AL: Yeah. And I think you both kind of mentioned this idea of how do we make it actionable and understandable and even down to being able to make that location decision. I think that’s a really important step in avoiding greenwashing. You know, that’s something we talk a lot about at BuildingMinds, but these standards are important, and the intentions are definitely there, and we’re starting to see that momentum.
But I think keeping it actionable in the way you’re both talking about really helps us avoid overselling the Go Green Movement. So it’s good to hear that it’s keeping it in this really tangible space that we can see down the value chain.
CI: The greenwashing is interesting because it’s like there’s some box checking out there, but I think it’s good for folks, organizations, and individuals to ingest the data and start understanding and get familiar with that. I do think that will change over time here, but it needs to start somewhere.
AL: Absolutely. So kind of along those lines of what’s available now, but maybe a little bit of time on what’s on your roadmaps.
CI: Yeah, we’ve got a lot of stuff cooking, and we’re going to roll out in Canada right now. A lot of interest there. And then for the kind of geographic expansion and then just focusing on hazards that our customers are looking for this month rolling out, high wind which is, you know, a big factor and caused a lot of loss in buildings and a myriad of other hazards.
And then how we’re communicating the information, displaying it, and just making it easy to understand. So just kind of focusing on the product in a very iterative process.
SM: I think from the Local Logic perspective, the first thing coming in a roadmap is really more on the S side of ESG where we’re rolling out our wellness score, which I’m very excited about. It’s a really important piece of these location decisions. And the next piece will be unveiling our historic location scores for understanding how location has changed over time and then getting into more predictive modeling, understanding how that ecosystem of plays is going to change over time, because it’s really, I mean, as we’ve talked about today, so interconnected, it’s climate risk, but it’s also just so many other aspects of the economy and all the different pieces that make up place.
So that’s really something that I’m looking forward to.

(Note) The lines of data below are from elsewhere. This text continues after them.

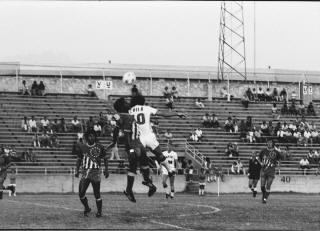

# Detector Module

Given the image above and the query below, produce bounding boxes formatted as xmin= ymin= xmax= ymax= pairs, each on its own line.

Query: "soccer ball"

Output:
xmin=122 ymin=72 xmax=137 ymax=85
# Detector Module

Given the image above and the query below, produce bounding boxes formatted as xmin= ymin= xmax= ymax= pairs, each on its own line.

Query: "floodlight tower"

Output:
xmin=217 ymin=1 xmax=247 ymax=80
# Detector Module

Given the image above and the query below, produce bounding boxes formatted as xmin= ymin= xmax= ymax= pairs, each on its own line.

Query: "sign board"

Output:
xmin=96 ymin=80 xmax=112 ymax=90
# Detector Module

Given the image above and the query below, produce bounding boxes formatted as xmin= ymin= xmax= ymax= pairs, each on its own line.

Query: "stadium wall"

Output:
xmin=0 ymin=75 xmax=312 ymax=99
xmin=13 ymin=174 xmax=320 ymax=193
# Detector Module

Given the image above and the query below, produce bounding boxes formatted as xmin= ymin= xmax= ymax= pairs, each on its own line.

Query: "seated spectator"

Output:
xmin=38 ymin=81 xmax=46 ymax=96
xmin=40 ymin=131 xmax=50 ymax=148
xmin=224 ymin=117 xmax=234 ymax=133
xmin=300 ymin=157 xmax=310 ymax=169
xmin=272 ymin=87 xmax=280 ymax=101
xmin=21 ymin=116 xmax=29 ymax=132
xmin=196 ymin=98 xmax=204 ymax=109
xmin=271 ymin=103 xmax=280 ymax=120
xmin=289 ymin=100 xmax=297 ymax=116
xmin=71 ymin=116 xmax=81 ymax=133
xmin=166 ymin=95 xmax=174 ymax=111
xmin=49 ymin=132 xmax=60 ymax=148
xmin=31 ymin=81 xmax=39 ymax=95
xmin=163 ymin=86 xmax=171 ymax=98
xmin=32 ymin=132 xmax=41 ymax=148
xmin=86 ymin=116 xmax=94 ymax=131
xmin=87 ymin=84 xmax=97 ymax=97
xmin=22 ymin=80 xmax=31 ymax=95
xmin=163 ymin=129 xmax=173 ymax=142
xmin=280 ymin=88 xmax=287 ymax=101
xmin=298 ymin=100 xmax=305 ymax=116
xmin=93 ymin=121 xmax=102 ymax=137
xmin=307 ymin=102 xmax=316 ymax=116
xmin=241 ymin=93 xmax=249 ymax=109
xmin=257 ymin=87 xmax=265 ymax=101
xmin=225 ymin=142 xmax=239 ymax=158
xmin=171 ymin=86 xmax=180 ymax=101
xmin=210 ymin=114 xmax=220 ymax=128
xmin=58 ymin=117 xmax=67 ymax=132
xmin=202 ymin=113 xmax=211 ymax=128
xmin=265 ymin=88 xmax=273 ymax=102
xmin=29 ymin=116 xmax=38 ymax=132
xmin=245 ymin=87 xmax=254 ymax=101
xmin=40 ymin=116 xmax=50 ymax=131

And I think the last piece is just some of our more E-focused pieces of the roadmap where we’re going to be automating pieces of GRESB reporting that I mentioned earlier and really trying to understand the scope three emissions impacts of location.
AL: What is the best way for attendees to learn more about each of your products?
SM: I think the best way for us is just checking out locallogic.co, we’ve got lots of information in there, and you can easily get in touch with us.
CI: Yeah, if anyone’s interested, you can visit our website and type in any address and get an instantaneous data feed on what the risks are to your property. You can pull a free report and understand more about the product and our partners.
AL: We do have a question for Sara, what are the target partners for Local Logic? Is it commercial real estate investors? So two questions.
SM: We partner with both the residential and commercial sides of the industry. So we have a variety of consumer-facing products that you can see on sites like Redfin and Remax. And then, yes, we do have a platform that was developed specifically for commercial real estate developers and investors. And as Cal was just saying earlier, I think that’s such a beautiful visual way of combining all those data sources, including the ClimateCheck data, so that you can understand all these different aspects of place and, of course, all of our data is available via API as well.